I guess the laconic description of this morning’s travels is that nobody died. Actually, it was surprisingly uneventful, given that I was traveling through morning traffic on unfamiliar motorways in the rain. Driving on THE WRONG SIDE OF THE STREET. I mean, on the left side, the way the Brits do it. With Jane (I’m calling that lovely little voice that speaks to me from my phone’s GPS ‘Jane’) guiding my every turn through the warren of roundabouts, merges and splits that define Oxford’s outskirts, I managed to only get lost a couple of times. And when I did, Jane patiently guided me back by instructing me to merge left, take the second roundabout exit, pause and wave politely at the nice lady who let me turn right on Marston Road. No, she didn’t tell me to wave politely, and Marston was a dead end on the right, but other than that, Jane kept me fine company.
Duxford
Which, I suppose, is a mixed blessing. Having just finished Steinbeck’s “Travels With Charley”, I’ve been keenly aware of my lack of contact with Brits since I’ve arrived. Steinbeck undertook his cross-country drive fifty years ago to try and get in touch with Americans – those people who made up the broad expanse of our country. He had the hypothesis that there was something such as “an American”, beyond the Californians, Texans and Michiganders, beyond the individuals on the streets of every small town, and he wanted to find out what those people were like. As such, he spent plenty of pages lamenting the inherently solitary nature of automobile travel – most days on the road, his company consisted of taciturn truck stop waitresses, and men lost in their morning papers on the way from one place to another. It was only when he stopped in a place, and let the stream of local life surround him, that he even got to come in contact with those people he would, in his mind, mold together into proof that The American did, in fact, exist.
So, when I was planning the trip out here, I was hoping to avoid the solitary confines of a rental car. I wanted to rely on trains and busses, to sit next to total strangers for an hour or two, and hear their stories (okay, and tell them mine – I’m not that good a listener).
The logistics – getting to Oxford, then down to Chichester, and back up to Oxford to connect with Miranda and then in to Heathrow for the flight back – those were all manageable. What did me in was the two miles from town to the airfield down in Chichester. There just wasn’t any good way to get there and back other than walking the highway, and I threw in the towel and called Hertz.
In pure retrospect, it’s fortunate I did.

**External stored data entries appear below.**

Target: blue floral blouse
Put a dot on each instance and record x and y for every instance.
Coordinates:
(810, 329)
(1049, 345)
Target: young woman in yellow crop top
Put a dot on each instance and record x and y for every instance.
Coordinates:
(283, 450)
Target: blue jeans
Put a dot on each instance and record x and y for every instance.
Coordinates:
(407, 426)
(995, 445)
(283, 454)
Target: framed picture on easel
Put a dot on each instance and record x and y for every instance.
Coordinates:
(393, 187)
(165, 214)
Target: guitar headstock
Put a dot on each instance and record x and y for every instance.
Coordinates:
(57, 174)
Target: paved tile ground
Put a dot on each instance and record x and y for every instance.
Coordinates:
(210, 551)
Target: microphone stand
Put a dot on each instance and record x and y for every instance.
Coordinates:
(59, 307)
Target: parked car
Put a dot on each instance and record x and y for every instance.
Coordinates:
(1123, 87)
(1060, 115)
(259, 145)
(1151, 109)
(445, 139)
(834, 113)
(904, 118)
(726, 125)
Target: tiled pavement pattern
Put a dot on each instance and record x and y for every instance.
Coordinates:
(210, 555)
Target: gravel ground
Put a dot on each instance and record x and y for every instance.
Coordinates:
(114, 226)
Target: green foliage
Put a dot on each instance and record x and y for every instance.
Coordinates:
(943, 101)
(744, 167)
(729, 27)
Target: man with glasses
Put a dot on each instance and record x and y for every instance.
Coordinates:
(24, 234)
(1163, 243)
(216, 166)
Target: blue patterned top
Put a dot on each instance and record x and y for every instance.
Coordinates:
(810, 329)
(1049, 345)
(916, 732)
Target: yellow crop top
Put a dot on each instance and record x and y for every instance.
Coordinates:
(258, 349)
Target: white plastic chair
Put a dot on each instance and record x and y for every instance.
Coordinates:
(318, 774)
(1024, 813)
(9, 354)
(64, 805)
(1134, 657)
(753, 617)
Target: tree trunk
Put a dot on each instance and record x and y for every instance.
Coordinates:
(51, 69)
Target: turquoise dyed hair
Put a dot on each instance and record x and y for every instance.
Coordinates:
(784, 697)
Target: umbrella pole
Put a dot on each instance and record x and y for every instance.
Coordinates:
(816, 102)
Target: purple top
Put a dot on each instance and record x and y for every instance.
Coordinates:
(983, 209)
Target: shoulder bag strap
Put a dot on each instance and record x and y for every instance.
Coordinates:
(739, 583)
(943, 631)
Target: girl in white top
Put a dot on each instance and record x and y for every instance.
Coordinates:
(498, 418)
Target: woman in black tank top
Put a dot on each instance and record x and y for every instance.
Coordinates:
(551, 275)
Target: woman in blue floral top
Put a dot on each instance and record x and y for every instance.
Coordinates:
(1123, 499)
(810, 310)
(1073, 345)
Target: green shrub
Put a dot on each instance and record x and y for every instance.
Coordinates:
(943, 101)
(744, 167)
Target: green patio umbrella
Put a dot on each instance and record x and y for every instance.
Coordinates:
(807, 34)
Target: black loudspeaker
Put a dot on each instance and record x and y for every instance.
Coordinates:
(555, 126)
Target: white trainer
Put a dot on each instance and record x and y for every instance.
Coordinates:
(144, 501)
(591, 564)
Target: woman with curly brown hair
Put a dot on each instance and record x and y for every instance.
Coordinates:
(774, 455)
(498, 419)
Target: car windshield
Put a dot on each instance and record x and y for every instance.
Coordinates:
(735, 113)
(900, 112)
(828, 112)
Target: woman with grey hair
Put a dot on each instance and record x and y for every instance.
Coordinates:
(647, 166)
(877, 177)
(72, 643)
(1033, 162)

Not clear I would have been able to swing the change in plans on such short notice if I’d been relying on a bus ticket or British Rail. So for the sake of logistics, luck was on my side. But as I splashed along the M25 clockwise to the M11, I did wish I had someone other than Jane with whom to remark upon the most British of all weather.
I remember, years ago, looking out the window as my flight descending to land in Paris. The countryside, for reasons I can’t explain, looked unmistakably French. I told myself that if you closed my eyes and spun me around the world, then showed me those hills and steeples, I would be able to tell you, upon my life, that I was in France.
But now I’m not so sure. As I looked across the old stone walls and neat meadows – these meadows that looked so unmistakably English – I started playing games with myself. What if someone told me that here, instead, I was in France – would I be able to argue against my expectations?